Zodra je denkt dat de hoofdgisting is afgelopen, of liefst net iets daarvoor, hevel je het bier over. Het jongbier wordt overgeheveld in een glazen (mand)fles. De "lagertank" moet zo vol mogelijk zijn om oxidatie van het jong bier te voorkomen. In de dop of stop waarmee de "lagertank" is afgesloten moet een waterslot zijn bevestigd. Tijdens en na het overhevelen dient weer zo veel mogelijk worden voorkomen dat zuurstof bij het bier komt. Door het uiteinde van de slang op de bodem van de mandfles te leggen tijdens het overhevelen vul je van onderop en voorkom je het kletteren van het jongbier. Laat het grootste gedeelte van de gist in het gistvat zitten. Het is geen probleem als een klein gedeelte van de gist mee komt bij het hevelen.

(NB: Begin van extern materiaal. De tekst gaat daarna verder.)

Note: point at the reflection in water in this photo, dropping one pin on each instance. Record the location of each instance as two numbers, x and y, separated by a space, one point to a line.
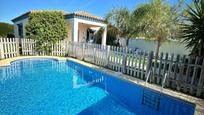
22 67
76 84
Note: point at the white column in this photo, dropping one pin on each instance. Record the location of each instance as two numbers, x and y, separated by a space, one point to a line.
75 30
104 36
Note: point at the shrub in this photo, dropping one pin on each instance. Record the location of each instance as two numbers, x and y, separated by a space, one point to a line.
6 30
46 28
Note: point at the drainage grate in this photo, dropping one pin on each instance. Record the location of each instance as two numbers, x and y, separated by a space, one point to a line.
151 99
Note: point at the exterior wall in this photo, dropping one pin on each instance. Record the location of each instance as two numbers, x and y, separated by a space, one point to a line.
69 34
82 32
24 22
166 47
76 28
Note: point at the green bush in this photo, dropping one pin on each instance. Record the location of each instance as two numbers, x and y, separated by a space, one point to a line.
6 30
46 28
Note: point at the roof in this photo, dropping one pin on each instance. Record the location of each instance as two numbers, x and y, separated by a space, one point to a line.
66 14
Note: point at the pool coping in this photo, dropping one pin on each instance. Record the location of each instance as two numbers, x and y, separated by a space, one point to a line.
199 103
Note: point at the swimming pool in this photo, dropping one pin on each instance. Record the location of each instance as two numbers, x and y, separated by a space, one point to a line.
48 86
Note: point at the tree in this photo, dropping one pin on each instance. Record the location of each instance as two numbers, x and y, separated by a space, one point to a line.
192 30
46 28
112 35
6 30
155 20
120 20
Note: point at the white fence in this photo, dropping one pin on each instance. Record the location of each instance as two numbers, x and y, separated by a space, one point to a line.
184 73
9 47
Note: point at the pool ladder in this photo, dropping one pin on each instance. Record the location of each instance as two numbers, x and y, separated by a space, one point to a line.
150 98
163 82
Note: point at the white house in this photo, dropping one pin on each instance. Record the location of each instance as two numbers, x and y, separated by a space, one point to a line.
82 26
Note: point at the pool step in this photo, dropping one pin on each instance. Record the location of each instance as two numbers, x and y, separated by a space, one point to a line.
151 99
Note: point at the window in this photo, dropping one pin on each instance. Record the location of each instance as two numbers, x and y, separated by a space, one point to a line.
20 30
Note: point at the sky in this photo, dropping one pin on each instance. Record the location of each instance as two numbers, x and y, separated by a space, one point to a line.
10 9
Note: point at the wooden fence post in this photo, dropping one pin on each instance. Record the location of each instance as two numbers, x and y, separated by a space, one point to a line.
149 63
201 80
83 50
107 56
18 46
94 55
1 49
124 59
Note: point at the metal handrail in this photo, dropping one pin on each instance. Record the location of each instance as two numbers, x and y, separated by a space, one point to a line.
148 76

Hoelang het bier moet staan na het overhevelen is afhankelijk van de temperatuur waarbij het bier bewaard wordt. De bedoeling is immers dat alle vergistbare suikers vergisten. Gebruikelijk is het om de nagisting bij een lagere temperatuur uit te voeren dan de hoofdgisting. Deze temperatuur mag echter niet te laag zijn omdat dan de vergisting geheel stil komt te vallen. Indien je lagert bij 2 tot 3 graden onder de temperatuur van de hoofdgisting zit je goed. Na 1 week tot 3 weken is de nagisting beëindigd en zal het waterslot slecht nog een enkele maal of niet meer blubben. Je kunt dan gaan bottelen. Voor de zekerheid kun je het eind SG controleren. Deze hoort ongeveer 20 tot 25 % te bedragen van het begin SG. Bij zeer zware bieren kan dat wat hoger zijn tot wel meer dan 30%
Sommige hobbybrouwers gaan na 2 tot 3 weken over op een koude lagering bij 0 tot 4 ºC voor een periode van 1 tot 3 weken. Hierdoor wordt het bier wat helderder en heb je minder snel dat het bier iets troebel wordt als je het koelt in de koelkast. Noodzakelijk is een dergelijke koude lagering niet. Na het bottelen wordt het bier ook zonder een koude lagering helder.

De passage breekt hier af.